Most people have seen the film “Hotel Rwanda,” based on Paul Rusesabagina’s heroic efforts to shield 1,200 Tutsi refugees from Hutu military forces during the Rwandan genocide. But it may come as a surprise to learn that decades later, Rusesabagina, 68, was jailed by the Rwandan government in a case that inspired international outrage.
Now, his two-and-a-half-year imprisonment will come to an end. The Rwandan government announced that Rusesabagina will be released on Saturday.
The story of Rusesabagina’s detention and his subsequent release is somewhat complicated. After the genocide, Rusesabagina became an outspoken detractor of the post-genocide government led by President Paul Kagame. Rusesabagina, who was living outside of the country, called Kagame a “classic African strongman” and criticized his treatment of Hutus and political opponents.
Around the same time, critiques of Rusesabagina as a “manufactured hero” were becoming more prevalent in Rwand a, with people questioning whether he was, in fact, a hero or an opportunist. All of this came to a head when in August 2020, Rusesabagina was detained in Rwanda. According to reporting from the New York Times , the Rwandan government lured him into boarding a private jet he thought was headed to Burundi . But instead of flying to Burundi, the plane landed in Rwanda, where government officials captured him.
Once in the country, he was convicted of murder, belonging to a terrorist group, and kidnapping.
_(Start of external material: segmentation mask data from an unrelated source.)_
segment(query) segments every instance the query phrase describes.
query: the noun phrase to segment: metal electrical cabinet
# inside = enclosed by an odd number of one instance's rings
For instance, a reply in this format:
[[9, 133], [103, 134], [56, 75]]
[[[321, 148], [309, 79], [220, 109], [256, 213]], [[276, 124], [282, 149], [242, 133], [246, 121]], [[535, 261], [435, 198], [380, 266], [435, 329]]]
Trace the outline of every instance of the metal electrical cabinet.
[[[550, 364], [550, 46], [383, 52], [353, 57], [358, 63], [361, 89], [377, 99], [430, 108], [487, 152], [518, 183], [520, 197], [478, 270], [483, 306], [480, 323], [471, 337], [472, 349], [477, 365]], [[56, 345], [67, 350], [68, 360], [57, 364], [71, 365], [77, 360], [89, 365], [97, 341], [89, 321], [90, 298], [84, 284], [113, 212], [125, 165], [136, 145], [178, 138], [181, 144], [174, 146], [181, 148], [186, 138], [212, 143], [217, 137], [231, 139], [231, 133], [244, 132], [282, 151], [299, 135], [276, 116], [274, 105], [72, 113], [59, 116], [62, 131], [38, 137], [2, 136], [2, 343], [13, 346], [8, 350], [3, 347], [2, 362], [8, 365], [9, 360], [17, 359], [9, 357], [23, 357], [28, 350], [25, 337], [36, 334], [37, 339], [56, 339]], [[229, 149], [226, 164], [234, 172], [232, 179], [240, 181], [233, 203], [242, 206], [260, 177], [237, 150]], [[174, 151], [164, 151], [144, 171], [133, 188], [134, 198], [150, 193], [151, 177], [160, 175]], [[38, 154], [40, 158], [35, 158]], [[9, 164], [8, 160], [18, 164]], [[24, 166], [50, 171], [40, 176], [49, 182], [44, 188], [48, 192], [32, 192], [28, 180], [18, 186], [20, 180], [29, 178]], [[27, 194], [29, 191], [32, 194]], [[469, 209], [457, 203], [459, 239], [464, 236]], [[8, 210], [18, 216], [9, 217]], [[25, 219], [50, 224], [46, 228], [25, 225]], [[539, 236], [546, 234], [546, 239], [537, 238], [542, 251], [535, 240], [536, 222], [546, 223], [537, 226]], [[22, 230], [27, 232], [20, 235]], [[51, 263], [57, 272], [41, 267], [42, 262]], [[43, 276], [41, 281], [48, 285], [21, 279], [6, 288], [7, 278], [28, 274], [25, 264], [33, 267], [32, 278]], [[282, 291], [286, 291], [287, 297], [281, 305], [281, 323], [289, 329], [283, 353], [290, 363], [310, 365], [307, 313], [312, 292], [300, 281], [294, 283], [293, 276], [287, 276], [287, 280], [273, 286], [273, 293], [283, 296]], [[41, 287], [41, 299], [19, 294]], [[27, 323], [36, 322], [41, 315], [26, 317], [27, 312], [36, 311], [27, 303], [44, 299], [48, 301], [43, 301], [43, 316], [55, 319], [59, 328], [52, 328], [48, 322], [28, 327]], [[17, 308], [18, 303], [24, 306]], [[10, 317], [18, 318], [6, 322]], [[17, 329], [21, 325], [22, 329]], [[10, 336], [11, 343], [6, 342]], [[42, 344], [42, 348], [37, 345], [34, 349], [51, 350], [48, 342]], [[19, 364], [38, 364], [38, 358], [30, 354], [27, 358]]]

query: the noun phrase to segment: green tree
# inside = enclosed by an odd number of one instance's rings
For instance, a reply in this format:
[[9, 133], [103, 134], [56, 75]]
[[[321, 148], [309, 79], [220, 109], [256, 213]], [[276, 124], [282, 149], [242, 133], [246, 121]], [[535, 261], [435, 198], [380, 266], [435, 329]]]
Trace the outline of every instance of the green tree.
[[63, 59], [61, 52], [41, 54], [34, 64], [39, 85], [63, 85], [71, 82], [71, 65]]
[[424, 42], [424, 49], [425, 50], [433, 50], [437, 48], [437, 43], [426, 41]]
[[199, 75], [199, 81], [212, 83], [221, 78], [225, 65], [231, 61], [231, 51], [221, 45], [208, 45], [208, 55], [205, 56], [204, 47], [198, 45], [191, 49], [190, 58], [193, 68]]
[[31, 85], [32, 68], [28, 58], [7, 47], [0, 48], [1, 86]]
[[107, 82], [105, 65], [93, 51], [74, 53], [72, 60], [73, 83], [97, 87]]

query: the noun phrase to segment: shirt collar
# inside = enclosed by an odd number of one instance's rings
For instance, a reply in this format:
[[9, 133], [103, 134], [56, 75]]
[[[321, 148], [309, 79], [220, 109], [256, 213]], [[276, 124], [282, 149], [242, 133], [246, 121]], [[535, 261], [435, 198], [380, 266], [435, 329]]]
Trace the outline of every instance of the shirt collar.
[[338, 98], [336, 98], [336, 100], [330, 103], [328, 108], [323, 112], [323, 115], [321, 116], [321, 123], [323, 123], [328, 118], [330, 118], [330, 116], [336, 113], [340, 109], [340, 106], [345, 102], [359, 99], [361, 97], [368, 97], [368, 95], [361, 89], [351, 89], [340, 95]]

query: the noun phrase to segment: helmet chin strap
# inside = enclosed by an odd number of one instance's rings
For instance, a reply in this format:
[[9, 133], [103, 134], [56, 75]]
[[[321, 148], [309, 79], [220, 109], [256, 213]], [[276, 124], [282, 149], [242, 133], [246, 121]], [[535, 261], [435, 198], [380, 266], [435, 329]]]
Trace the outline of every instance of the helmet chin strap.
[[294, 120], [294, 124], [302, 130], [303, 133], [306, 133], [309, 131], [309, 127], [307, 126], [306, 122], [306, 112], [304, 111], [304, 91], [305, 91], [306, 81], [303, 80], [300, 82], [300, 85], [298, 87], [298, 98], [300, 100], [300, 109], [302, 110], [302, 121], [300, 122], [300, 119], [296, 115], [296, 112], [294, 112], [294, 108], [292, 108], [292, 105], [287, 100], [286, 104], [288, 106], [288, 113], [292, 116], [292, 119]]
He pleaded not guilty but was sentenced to 25 years . The news of his detainment sparked international outrage, particularly from the United States, which brokered a deal through Qatar for his release.
Rusesabagina will be released alongside 19 other people also convicted on terrorism-related charges and is expected to fly from Qatar to the United States. His family, who have been pushing for an end to his confinement, said that they “were hopeful to reunite with him soon.”